I've been craving Pi pizza's Kale-ifornication salad lately.  Perhaps that is my body's way of telling me I need to cut back on the baked goods.  So instead of heading out to the restaurant where I'll be tempted by their deep dish pizza, I decided to make a version of it at home.  

If you have never made kale salad before, a little trick to combat kale's bitterness is massaging the leaves.  Massaging with salt, lemon, or olive oil breaks down the outer coating on the leaf making it more tender and less bitter.  I recently learned that smaller and darker the kale leaves will have a milder taste.  I massaged my kale quinoa salad with a homemade low fat Caesar dressing, in which the base ingredient is nonfat Greek yogurt.  With the punch of freshly minced garlic and pinch of Cayenne pepper, you will not miss the extra fat.  Pi's salad uses a buttermilk dressing, so if you prefer, use that type of dressing instead.    
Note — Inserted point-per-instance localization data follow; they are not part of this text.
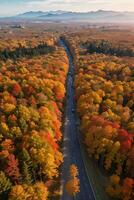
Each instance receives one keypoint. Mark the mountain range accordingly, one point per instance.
(92, 16)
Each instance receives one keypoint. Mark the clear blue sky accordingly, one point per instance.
(12, 7)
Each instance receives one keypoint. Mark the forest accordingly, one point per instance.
(32, 90)
(104, 85)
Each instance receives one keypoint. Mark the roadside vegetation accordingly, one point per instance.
(104, 87)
Kale is considered a superfood {a nutrient-rich food}.  Per Wikipedia, eating kale reduces the growth of cancer cells, lowers cholesterol, and absorbs dietary fat.  Sounds pretty amazing!  Let's get our healthy habit on before the New Year!  Here's to good food and gladness.
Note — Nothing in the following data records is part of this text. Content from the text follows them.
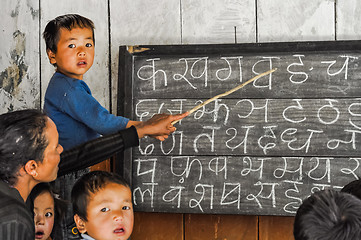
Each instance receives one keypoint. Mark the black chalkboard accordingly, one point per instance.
(260, 150)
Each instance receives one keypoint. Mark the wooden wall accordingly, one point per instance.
(25, 70)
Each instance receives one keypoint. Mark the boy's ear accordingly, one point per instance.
(31, 168)
(80, 223)
(51, 56)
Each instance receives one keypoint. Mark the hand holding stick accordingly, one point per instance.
(228, 92)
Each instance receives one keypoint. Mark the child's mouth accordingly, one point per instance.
(39, 235)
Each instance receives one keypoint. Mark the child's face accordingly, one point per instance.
(43, 215)
(75, 52)
(110, 213)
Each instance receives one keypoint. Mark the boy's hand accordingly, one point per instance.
(159, 126)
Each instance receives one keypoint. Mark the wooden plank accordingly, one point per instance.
(19, 59)
(97, 77)
(275, 228)
(157, 226)
(235, 227)
(280, 20)
(219, 21)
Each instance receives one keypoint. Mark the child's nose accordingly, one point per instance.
(81, 53)
(39, 220)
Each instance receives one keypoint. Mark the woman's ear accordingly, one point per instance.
(80, 223)
(51, 56)
(31, 168)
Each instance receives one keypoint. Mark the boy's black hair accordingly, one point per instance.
(88, 184)
(22, 138)
(328, 215)
(60, 205)
(51, 33)
(353, 188)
CLICK HERE for a printer friendly recipe.  Serves 2-4.

Ingredients for Kale Quinoa Salad

  • 4 cups (about 1/2 bunch) Tuscan kale- wash, pat dry, then small chop
  • 1/2 cup cooked Quinoa
  • 1/4 cup toasted chickpeas - Saute a drained and rinsed can of chickpeas in 1 Tbsp of olive oil; remove from heat and sprinkle with Za'atar seasoning.  
  • 1/8 cup almonds
  • 12 grape tomatoes, halved 

Ingredients for low fat Caesar dressing

  • 5 oz cup of nonfat Greek yogurt
  • 1 Tbsp mayonnaise
  • 1 Tbsp fresh lemon juice
  • 1 Tbsp mustard (dijon preferred, but yellow is okay)
  • 1 Tbsp extra virgin olive oil 
  • 1 Tbsp red wine vinegar
  • 2 tsp Worcestershire sauce (reduced sodium)
  • 1/2 tsp minced garlic
  • 1 tsp anchovy paste 
  • 1-2 pinches of Cayenne pepper
  • 1/4 cup freshly grated parmesan cheese

Directions

  1. Preheat oven = 375 degrees F.  Line a rimmed baking sheet with foil and lightly coat with non-stick spray.  Arrange halved tomatoes on half of the sheet and sauted chickpeas on the other half.  Lightly salt tomatoes and chickpeas.  Drizzle olive oil over tomatoes.  Bake 20-30 minutes.  Remove from oven and cool.
  2. Make dressing:  combine all the Caesar dressing ingredients except the cheese into a medium bowl,  whisk together until smooth.  Stir in parmesan cheese.  Set aside.
  3. In a tupperware bowl add  the kale and 2-3 teaspoons of dressing.  Massage the dressing into the leaves for 2-3 minutes.  Place in the refrigerator while the chickpeas and tomatoes are in the oven. 
  4. Assemble the salad: Add the cooled chickpeas and quinoa to the kale in the tupperware bowl.  Shake together to coat.  Transfer to a large serving dish.  Add the roasted tomatoes and almonds.  Finish with a light grating of parmesan cheese prior to serving.